According to international media, Israel attacked in Gaza on 86 of 101 days of “ceasefire” by mid-January.
Trump’s plan divided Gaza with the “yellow line,” leaving Israel with military control of about 50% of the territory. The army later seized additional areas, bringing Israeli control to 56%.
Since several kilometers of the “yellow line” are not marked on the ground, residents cannot know if they enter the “dangerous combat zone” defined by Israel.
In the last four months, Israel has killed 216 Palestinians west of the “yellow line” and another 167 near it.
Until the war, about 1 million people lived in the areas east of the line. They are now displaced west of it, living in impossible conditions in tent camps and precarious structures.
As of late January, about 1.3 million people are living in displacement sites across Gaza. Most are in makeshift tents that frequently flood, or in damaged structures at risk of collapse that offer no shelter from rain and wind.
Israel has destroyed Gaza’s infrastructure and healthcare system. Since December, at least 39 people have died of hypothermia or structures collapsing, more than half of them minors.
“Wet tent syndrome” is the name Gaza hospitals have given the health crisis brought on by the extreme cold, high humidity and poor ventilation in tents unfit for habitation. As a result, the number of hospitalized patients has doubled or even tripled within weeks.
Israel is restricting humanitarian aid and deliberately obstructing the delivery of food and medicine. In early January, it banned the operations of 37 humanitarian organizations providing more than half of all food aid in Gaza and supporting 60% of field hospitals.

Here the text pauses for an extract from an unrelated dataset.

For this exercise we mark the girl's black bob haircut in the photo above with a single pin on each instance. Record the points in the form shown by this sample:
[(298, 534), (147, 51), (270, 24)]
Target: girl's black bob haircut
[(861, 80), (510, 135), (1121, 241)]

In February, Rafah Crossing opened for the first time since May 2024. Yet while 18,500 patients await life‑saving treatment outside Gaza, Israel has allowed only a handful to leave. Residents report physical searches, humiliating interrogations and even arrests, including of patients, older people and women.
Despite some improvement in food availability, most residents cannot afford it. The UN projects that about 101,000 children aged six months to four years and about 37,000 pregnant and breastfeeding women will require treatment for acute malnutrition by October 2026.
The international community continues to turn its back on the people of Gaza.
Four months into the “ceasefire,” the killing, destruction and displacement in Gaza continue and Israel’s control over the residents remains unchecked.